Thursday, March 1, 2007

Youth Ministry as Truth Telling

In the book Resident Aliens, Stanley Hauerwas and William Willimon give an assessment of the Christ and Culture problem. From their perspective, the church tends to fall off on either side. We either withdraw from the world content to let it all "go to hell", or we accommodate ourselves so much to the prevailing cultural winds, the gospel is no longer recognizable. Resident Aliens calls us to a different way - the way of being the Christian community. A community within which our identity is formed by the Christ event, and the Biblical testimony concerning that event. But this community does not exist for itself...it must never become an inwardly turned community. The Christian community exists for the world...to remind the world who it really is, and who it will one day once again will be. This is what it means to proclaim the Kingdom of God.

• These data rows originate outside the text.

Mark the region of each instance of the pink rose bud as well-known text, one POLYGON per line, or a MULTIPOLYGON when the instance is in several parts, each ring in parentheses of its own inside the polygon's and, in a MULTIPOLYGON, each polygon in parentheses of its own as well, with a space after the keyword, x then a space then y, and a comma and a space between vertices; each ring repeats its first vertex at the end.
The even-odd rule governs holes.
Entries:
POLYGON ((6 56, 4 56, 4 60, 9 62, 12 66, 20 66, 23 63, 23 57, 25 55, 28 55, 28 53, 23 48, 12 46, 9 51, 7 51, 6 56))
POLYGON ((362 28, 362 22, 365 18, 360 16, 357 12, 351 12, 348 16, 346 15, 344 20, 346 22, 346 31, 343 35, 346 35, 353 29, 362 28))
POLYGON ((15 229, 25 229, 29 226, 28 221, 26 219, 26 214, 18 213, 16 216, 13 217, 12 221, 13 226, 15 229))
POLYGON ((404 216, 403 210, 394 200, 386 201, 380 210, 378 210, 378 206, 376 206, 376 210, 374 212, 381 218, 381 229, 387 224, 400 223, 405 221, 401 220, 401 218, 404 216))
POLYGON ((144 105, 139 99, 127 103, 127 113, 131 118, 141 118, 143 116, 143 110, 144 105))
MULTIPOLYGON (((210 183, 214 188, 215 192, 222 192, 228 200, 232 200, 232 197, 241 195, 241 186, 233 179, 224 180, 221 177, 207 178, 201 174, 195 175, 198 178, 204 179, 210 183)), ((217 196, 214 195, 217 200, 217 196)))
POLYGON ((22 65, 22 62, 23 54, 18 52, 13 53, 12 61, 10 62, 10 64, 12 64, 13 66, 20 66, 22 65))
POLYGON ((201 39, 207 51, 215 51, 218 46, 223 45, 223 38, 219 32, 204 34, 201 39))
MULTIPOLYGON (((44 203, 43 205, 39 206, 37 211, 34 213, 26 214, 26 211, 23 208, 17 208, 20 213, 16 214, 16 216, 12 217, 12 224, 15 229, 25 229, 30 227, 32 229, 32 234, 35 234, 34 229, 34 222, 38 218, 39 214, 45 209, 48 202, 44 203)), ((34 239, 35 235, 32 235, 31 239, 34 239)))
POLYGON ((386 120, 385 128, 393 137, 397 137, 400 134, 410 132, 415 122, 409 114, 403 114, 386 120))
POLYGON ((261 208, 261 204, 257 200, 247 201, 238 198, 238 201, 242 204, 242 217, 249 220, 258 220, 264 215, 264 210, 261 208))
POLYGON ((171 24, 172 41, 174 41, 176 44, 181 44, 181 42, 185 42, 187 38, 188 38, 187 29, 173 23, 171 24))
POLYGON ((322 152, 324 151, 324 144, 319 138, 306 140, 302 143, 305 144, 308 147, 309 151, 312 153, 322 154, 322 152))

I am using this book with Youth Ministry students, trying to help them grapple with the essence of Christian Youth Ministry. So many youth ministry programs want to meet the needs of young people - emotional, relational, sometimes even physical needs. What else can we expect from a consumer culture? EVERYTHING is about meeting my needs. Maybe we are asking the wrong things from our youth leaders. The last thing young people need is another person to give them strokes, to tell them how great they are, to tell them they can and should do anything they want to. Maybe what they need are people who will tell them the truth. People who will help them question, discern, and probe the culture that is coming at them. People who are more interested in helping them remember who they are; leaders who are more interested in helping them form a Christian identity rooted in the scriptures and born out in Christian community. After all, isn't this what Christian ministry is about? Prophetically proclaiming the new reality that has come upon us because of the death and resurrection of Jesus Christ...not the affirmation of the way things are.

Is this easier said then done? Of course...but most things worth doing are.